Gianluca Grisolia
Quando uscì il romanzo di Brian Selznick La straordinaria invenzione di Hugo Cabret, nel 2007, diventò subito un piccolo caso letterario. La sua narrazione così particolare, che alternava scrittura e sequenze illustrate in un unico racconto coerente, racchiudeva già in sé un dinamismo intimamente cinematografico. Alla notizia che un maestro come Martin Scorsese si sarebbe occupato della sua trasposizione filmica, i fan della storia originale avevano esultato. Il dubbio, tuttavia, rimaneva: come si potrà rendere la peculiarità del libro senza perderne la magia?
Il film di Hugo Cabret rende molto bene la atmosfere fiabesche e vagamente steampunk dell’opera da cui è tratto. Il suo protagonista Asa Butterfield, sebbene non attorialmente maturo come la bravissima e giovane collega Chloë Moretz, riesce a restituire con grande dovizia l’immagine dickensiana che i lettori del romanzo si erano costruiti del piccolo orfano. Molto divertenti anche i teatrini con la guardia integerrima e zoppicante di Sacha Baron Cohen, e assai affascinanti le sequenze oniriche presenti nella pellicola.

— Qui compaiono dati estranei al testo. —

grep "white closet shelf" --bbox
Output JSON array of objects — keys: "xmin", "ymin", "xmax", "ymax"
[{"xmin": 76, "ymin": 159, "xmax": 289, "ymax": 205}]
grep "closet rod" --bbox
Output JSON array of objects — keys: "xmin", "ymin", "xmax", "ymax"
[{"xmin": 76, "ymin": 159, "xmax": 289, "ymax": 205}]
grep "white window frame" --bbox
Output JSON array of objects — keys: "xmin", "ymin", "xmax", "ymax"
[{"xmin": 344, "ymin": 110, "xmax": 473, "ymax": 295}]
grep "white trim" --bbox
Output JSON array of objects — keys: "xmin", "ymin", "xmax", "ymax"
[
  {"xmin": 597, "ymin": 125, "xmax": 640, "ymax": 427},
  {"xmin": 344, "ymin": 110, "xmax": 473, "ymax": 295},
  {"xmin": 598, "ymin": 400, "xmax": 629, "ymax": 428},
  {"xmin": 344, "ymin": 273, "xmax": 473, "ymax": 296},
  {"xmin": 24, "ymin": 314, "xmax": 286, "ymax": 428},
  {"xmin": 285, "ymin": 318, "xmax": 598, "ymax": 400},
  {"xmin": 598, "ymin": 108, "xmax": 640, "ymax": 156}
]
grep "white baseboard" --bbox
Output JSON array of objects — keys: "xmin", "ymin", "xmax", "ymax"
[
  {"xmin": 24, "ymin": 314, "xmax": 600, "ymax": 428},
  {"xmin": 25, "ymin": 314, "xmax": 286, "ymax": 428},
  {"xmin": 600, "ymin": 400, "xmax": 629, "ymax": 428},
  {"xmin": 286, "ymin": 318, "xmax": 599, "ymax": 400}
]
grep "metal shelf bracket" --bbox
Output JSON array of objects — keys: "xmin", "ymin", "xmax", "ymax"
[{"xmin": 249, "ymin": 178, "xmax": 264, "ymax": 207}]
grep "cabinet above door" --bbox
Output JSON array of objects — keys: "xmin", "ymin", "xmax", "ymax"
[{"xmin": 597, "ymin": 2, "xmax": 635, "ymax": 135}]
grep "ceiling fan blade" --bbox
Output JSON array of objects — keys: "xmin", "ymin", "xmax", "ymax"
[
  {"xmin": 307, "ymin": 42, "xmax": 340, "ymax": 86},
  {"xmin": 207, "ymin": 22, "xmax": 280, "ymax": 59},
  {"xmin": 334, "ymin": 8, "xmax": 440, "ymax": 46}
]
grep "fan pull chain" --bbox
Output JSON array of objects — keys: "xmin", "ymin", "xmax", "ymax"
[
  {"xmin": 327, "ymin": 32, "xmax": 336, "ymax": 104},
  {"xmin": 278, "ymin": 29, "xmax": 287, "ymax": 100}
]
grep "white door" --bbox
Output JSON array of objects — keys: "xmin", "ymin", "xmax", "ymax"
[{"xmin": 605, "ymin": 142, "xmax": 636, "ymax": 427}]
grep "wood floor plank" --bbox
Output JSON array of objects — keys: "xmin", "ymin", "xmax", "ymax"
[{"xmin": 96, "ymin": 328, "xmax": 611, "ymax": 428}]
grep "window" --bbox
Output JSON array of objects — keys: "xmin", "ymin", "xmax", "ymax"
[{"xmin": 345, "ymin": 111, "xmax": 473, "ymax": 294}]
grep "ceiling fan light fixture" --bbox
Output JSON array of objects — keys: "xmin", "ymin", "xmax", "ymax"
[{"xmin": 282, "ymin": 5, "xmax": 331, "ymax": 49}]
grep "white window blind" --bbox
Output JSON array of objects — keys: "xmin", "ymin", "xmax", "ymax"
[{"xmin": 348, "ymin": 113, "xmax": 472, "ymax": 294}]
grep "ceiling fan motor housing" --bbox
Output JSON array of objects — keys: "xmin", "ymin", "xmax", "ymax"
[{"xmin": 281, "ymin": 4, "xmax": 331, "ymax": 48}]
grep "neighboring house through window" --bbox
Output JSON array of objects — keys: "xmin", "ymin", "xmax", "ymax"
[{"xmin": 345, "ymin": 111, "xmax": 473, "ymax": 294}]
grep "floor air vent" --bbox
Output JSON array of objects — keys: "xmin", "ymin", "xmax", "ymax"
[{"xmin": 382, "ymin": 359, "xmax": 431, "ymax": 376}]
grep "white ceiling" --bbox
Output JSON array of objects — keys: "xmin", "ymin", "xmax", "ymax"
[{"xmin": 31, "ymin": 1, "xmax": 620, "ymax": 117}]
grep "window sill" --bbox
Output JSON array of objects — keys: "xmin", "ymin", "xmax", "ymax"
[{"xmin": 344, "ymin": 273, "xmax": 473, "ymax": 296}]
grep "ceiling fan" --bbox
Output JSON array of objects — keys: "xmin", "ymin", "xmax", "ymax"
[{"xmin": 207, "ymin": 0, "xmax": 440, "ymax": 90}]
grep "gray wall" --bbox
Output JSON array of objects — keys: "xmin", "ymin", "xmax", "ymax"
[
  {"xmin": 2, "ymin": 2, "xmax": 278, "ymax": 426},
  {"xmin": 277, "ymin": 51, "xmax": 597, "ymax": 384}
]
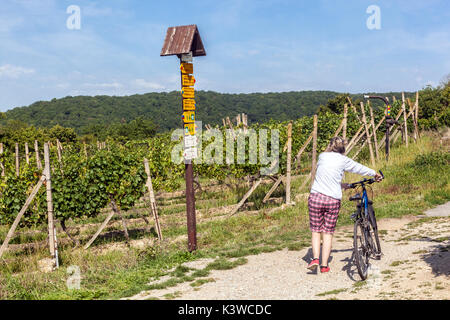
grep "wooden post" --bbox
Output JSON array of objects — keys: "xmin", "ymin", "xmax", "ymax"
[
  {"xmin": 345, "ymin": 125, "xmax": 364, "ymax": 155},
  {"xmin": 0, "ymin": 176, "xmax": 45, "ymax": 257},
  {"xmin": 0, "ymin": 142, "xmax": 5, "ymax": 177},
  {"xmin": 402, "ymin": 92, "xmax": 408, "ymax": 147},
  {"xmin": 294, "ymin": 132, "xmax": 314, "ymax": 168},
  {"xmin": 44, "ymin": 143, "xmax": 59, "ymax": 267},
  {"xmin": 354, "ymin": 116, "xmax": 386, "ymax": 159},
  {"xmin": 414, "ymin": 91, "xmax": 420, "ymax": 139},
  {"xmin": 109, "ymin": 195, "xmax": 130, "ymax": 243},
  {"xmin": 84, "ymin": 211, "xmax": 115, "ymax": 249},
  {"xmin": 83, "ymin": 141, "xmax": 87, "ymax": 160},
  {"xmin": 34, "ymin": 140, "xmax": 42, "ymax": 170},
  {"xmin": 144, "ymin": 158, "xmax": 163, "ymax": 241},
  {"xmin": 286, "ymin": 121, "xmax": 292, "ymax": 205},
  {"xmin": 16, "ymin": 142, "xmax": 20, "ymax": 176},
  {"xmin": 263, "ymin": 176, "xmax": 284, "ymax": 203},
  {"xmin": 229, "ymin": 178, "xmax": 262, "ymax": 216},
  {"xmin": 367, "ymin": 101, "xmax": 380, "ymax": 160},
  {"xmin": 378, "ymin": 107, "xmax": 404, "ymax": 148},
  {"xmin": 347, "ymin": 97, "xmax": 362, "ymax": 124},
  {"xmin": 342, "ymin": 104, "xmax": 348, "ymax": 140},
  {"xmin": 311, "ymin": 114, "xmax": 318, "ymax": 181},
  {"xmin": 361, "ymin": 102, "xmax": 375, "ymax": 167},
  {"xmin": 25, "ymin": 142, "xmax": 30, "ymax": 164}
]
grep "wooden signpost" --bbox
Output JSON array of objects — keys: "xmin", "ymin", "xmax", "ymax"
[{"xmin": 161, "ymin": 25, "xmax": 206, "ymax": 252}]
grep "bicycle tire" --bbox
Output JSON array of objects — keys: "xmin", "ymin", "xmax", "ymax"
[
  {"xmin": 369, "ymin": 205, "xmax": 381, "ymax": 254},
  {"xmin": 353, "ymin": 219, "xmax": 370, "ymax": 280}
]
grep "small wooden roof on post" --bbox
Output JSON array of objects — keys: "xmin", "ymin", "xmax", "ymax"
[{"xmin": 161, "ymin": 24, "xmax": 206, "ymax": 57}]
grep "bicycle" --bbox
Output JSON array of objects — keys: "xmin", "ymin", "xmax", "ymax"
[{"xmin": 347, "ymin": 170, "xmax": 384, "ymax": 280}]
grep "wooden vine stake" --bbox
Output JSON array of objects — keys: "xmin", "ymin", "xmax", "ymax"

Inutile dire però che, al di là della maestria di Scorsese, nessuna trovata registica ha potuto realmente eguagliare la genialità grafica del libro. Qualcuno sperava che l’uso del 3D ci avrebbe provato. Tuttavia, per quanto realizzata ad un buon livello, nemmeno la stereoscopia (pratica ormai abusata e invisa ai più già da tempo) è stata capace di introdurre un effetto di transmedialità narrativa altrettanto marcato.
Nonostante questo confronto impari, Hugo Cabret rimane un film spettacolare che, sullo schermo ancor più che sulla carta, si fa dichiarazione di resa incondizionata alla magia nel cinema e del cinema. E già solo per questo andrebbe visto e rivisto in diversi momenti della propria vita da spettatori.